Ty Cobb is a name synonymous with the origins of baseball, like Babe Ruth, though he started his career ahead of “the Babe”. While Ruth was a fun-loving celebrity, Cobb was the opposite, though not in terms of talent. He was the kind of hard nosed competitor that others did not particularly like.

Cobb was a famous bigot and known for sharpening his spikes so he could injure an opponent with a hard slide. Ironically his most prominent nickname was “The Georgia Peach”, a reference to his growing up in the state of Georgia, not for any particularly sunny side of his character. Nevertheless, that did not stop him from being one of the most prolific and respected players in the history of the game.

Cobb began his career in 1905, as an 18 year old rookie outfielder with the Detroit Tigers. He only hit .238 that season. He would play a grand total of 24 seasons in the Majors and that would be the only season he hit under .300, just one of his amazing statistical feats. By his second season, he batted .316 and in his third he won his first batting title, batting .350. Cobb would lead te Majors in hitting for nine seasons in a row, and then a few more after that. If you use batting average as the measure of a hitter, no hitter in the history of the game has ever been better.

Hitting The Magical .400

Ted Williams is one of the all-time greats and he gets a lot of run for being the last player to hit .400 in a season. Williams only did it once though. Cobb bested that mark three times, tops for the “modern” era, tied with another Hall of Famer of his era, Rogers Hornsby. His highest mark was .419 in 1911, a year in which he won the MVP and also led runs, hits, doubles, triples, RBIs and stolen bases. Throughout his career, Cobb was known for everything, except hitting for power.

Despite all of his individual success, Cobb’s teams did not achieve much. Detroit did play in three straight World Series, from 1907 to 1909, but they lost all three, to the Chicago Cubs twice and the Pittsburgh Pirates. Amazingly, Cobb was not much of a factor in these games. In 1907 and 1909, he did not even hit .300 in the series. The lack of a title might be the only thing missing from his Hall of Fame resume.

Hall of Famer

There are lot of notable numbers that stand out from the career of Ty Cobb. The two that are most remembered is the .366 career batting average, the best of all time, and 4,189 career hits, a record that stood for decades before it was eclipsed by Pete Rose in the 1980s. He and Rose are the only players in the history of the game with more than 4000.

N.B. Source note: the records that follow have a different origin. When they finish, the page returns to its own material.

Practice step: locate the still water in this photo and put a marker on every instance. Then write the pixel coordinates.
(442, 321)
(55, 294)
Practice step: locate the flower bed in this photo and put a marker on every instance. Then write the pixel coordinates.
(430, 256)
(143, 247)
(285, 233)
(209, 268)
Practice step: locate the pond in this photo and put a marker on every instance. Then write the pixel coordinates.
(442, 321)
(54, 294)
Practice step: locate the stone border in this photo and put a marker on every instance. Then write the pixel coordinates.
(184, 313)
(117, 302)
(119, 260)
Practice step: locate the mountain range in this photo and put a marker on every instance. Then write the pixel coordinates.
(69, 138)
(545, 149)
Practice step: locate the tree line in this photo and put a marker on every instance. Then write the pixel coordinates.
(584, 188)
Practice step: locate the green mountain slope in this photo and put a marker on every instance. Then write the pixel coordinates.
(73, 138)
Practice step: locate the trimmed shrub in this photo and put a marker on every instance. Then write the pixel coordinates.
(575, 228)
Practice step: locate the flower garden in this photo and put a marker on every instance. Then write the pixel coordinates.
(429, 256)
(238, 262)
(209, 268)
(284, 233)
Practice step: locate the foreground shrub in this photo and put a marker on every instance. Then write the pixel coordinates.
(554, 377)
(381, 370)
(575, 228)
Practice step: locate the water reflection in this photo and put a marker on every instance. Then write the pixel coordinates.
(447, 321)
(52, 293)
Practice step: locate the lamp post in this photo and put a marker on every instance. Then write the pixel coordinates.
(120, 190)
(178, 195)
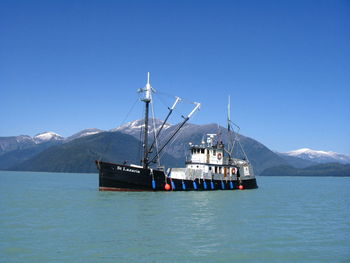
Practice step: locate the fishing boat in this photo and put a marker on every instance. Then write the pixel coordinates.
(209, 166)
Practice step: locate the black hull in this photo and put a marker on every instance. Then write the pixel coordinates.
(117, 177)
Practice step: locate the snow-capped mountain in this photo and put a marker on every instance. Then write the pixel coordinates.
(134, 127)
(83, 133)
(47, 136)
(319, 156)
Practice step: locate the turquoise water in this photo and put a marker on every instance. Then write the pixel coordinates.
(47, 217)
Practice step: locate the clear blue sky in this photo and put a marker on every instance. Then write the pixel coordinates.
(70, 65)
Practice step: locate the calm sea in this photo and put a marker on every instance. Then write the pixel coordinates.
(52, 217)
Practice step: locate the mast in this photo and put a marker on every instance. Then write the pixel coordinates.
(229, 114)
(147, 100)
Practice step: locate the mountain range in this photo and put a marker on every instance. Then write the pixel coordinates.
(51, 152)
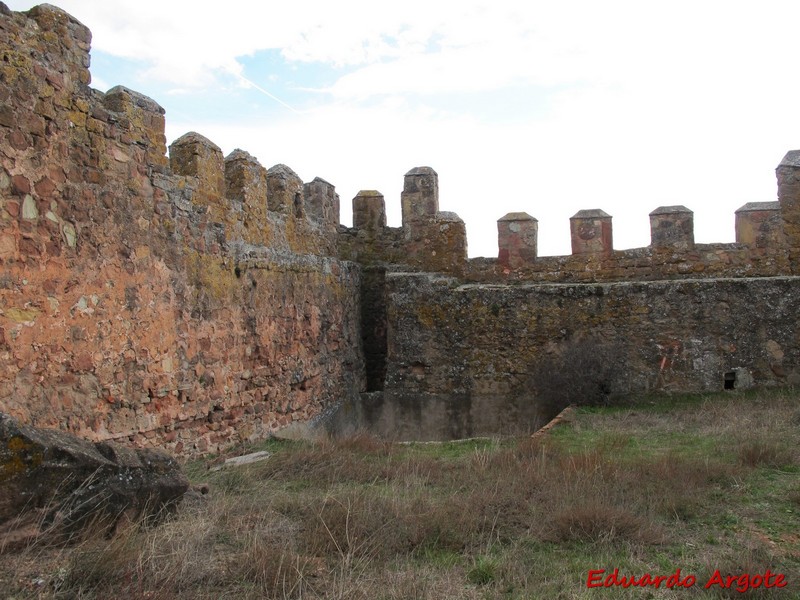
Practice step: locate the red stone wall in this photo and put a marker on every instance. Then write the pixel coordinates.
(134, 302)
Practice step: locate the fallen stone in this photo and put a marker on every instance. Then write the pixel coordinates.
(245, 459)
(55, 486)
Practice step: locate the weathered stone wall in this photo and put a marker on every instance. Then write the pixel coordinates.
(189, 305)
(460, 356)
(198, 300)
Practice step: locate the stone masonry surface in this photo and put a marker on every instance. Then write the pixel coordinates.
(191, 300)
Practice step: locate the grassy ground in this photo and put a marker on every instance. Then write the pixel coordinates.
(692, 483)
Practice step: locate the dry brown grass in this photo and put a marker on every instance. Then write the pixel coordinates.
(360, 518)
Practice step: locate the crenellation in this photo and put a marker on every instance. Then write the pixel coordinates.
(788, 174)
(591, 233)
(517, 239)
(322, 203)
(420, 197)
(672, 227)
(285, 191)
(246, 187)
(199, 301)
(369, 211)
(759, 225)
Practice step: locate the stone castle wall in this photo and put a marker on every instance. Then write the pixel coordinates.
(188, 302)
(195, 300)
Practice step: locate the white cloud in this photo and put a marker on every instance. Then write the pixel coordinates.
(645, 104)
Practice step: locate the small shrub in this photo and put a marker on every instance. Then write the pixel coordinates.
(599, 522)
(764, 453)
(483, 572)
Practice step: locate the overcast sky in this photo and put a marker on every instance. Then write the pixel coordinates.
(542, 107)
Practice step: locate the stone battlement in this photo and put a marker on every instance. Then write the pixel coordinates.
(190, 300)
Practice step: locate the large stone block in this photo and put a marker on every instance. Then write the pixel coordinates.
(57, 485)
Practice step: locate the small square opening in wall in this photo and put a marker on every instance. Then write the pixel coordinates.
(730, 380)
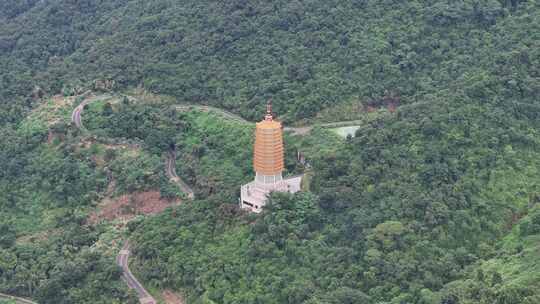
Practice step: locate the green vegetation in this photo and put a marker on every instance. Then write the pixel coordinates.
(437, 203)
(47, 251)
(307, 56)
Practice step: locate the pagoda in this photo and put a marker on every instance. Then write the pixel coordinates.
(268, 163)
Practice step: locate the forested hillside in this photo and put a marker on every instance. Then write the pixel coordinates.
(306, 55)
(437, 202)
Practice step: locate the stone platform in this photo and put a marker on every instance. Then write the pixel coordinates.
(253, 195)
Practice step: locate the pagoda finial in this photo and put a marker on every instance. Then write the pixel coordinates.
(269, 116)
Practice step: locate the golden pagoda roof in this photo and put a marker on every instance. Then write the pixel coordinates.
(268, 150)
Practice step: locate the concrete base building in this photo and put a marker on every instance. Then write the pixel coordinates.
(268, 164)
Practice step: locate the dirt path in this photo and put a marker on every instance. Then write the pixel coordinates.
(171, 173)
(171, 297)
(122, 260)
(17, 300)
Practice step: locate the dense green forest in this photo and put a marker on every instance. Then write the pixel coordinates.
(435, 203)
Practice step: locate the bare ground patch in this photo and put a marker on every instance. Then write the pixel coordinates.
(128, 206)
(171, 297)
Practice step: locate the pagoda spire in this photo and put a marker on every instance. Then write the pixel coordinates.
(269, 116)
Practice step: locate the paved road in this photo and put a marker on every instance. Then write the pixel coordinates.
(295, 130)
(76, 114)
(17, 299)
(132, 282)
(171, 173)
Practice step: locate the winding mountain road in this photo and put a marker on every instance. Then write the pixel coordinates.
(295, 130)
(76, 114)
(122, 260)
(17, 300)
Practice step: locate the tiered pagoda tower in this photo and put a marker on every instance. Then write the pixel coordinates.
(268, 154)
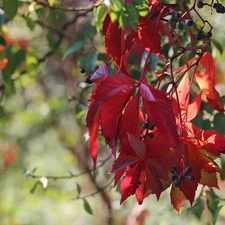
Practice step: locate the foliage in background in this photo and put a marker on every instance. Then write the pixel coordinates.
(44, 102)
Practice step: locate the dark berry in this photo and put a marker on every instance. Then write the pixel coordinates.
(173, 178)
(222, 9)
(145, 125)
(187, 170)
(171, 20)
(82, 70)
(198, 36)
(180, 26)
(88, 80)
(203, 36)
(182, 177)
(177, 183)
(189, 23)
(177, 15)
(215, 5)
(191, 178)
(209, 34)
(173, 170)
(200, 4)
(151, 135)
(151, 126)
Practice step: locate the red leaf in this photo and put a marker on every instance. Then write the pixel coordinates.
(177, 197)
(153, 180)
(194, 107)
(183, 91)
(93, 122)
(208, 62)
(162, 116)
(159, 168)
(100, 73)
(130, 182)
(137, 145)
(146, 92)
(163, 28)
(206, 83)
(123, 161)
(115, 44)
(112, 85)
(132, 113)
(209, 179)
(140, 188)
(111, 111)
(148, 36)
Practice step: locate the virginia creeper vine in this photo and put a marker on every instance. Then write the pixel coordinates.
(159, 146)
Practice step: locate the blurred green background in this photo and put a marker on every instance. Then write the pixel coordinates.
(42, 125)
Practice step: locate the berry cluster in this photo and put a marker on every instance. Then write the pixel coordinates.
(88, 79)
(218, 7)
(150, 128)
(177, 178)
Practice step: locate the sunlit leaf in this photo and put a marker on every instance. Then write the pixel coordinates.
(87, 207)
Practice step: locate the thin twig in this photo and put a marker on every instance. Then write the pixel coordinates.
(93, 193)
(71, 174)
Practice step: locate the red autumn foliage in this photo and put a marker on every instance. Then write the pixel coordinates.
(159, 145)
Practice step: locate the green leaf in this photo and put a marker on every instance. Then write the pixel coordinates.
(213, 204)
(99, 14)
(87, 207)
(218, 45)
(141, 6)
(35, 187)
(15, 56)
(78, 190)
(223, 169)
(2, 40)
(133, 20)
(218, 123)
(10, 7)
(88, 61)
(87, 32)
(73, 48)
(154, 59)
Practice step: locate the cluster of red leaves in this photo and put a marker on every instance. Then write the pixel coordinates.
(120, 105)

Ty Cobb was a pure hitter. He made contact often and rarely struck out. Throughout his career, he won 12 batting titles and that MVP. In 1911, and in 1909 he even won the triple crown, hitting .377 with 9 homers and 107 RBIs (not very lofty by today’s standards, but he played in what was called the “Dead Ball” era).

Cobb could also run. Six times he led the Majors in stolen bases, including during that triple crown season, something no other player has done. Similar to hits, when he retired, he was the all-time leader in stolen bases, a record since broken by Lou Brock and then Rickey Henderson, both Hall fo Famers. He was inducted into the National Baseball Hall of Fame in 1936 with Babe Ruth, Honus Wagner, Christy Mathewson and Walter Johnson. That was the first class to ever be recognized, and will likely never be bested.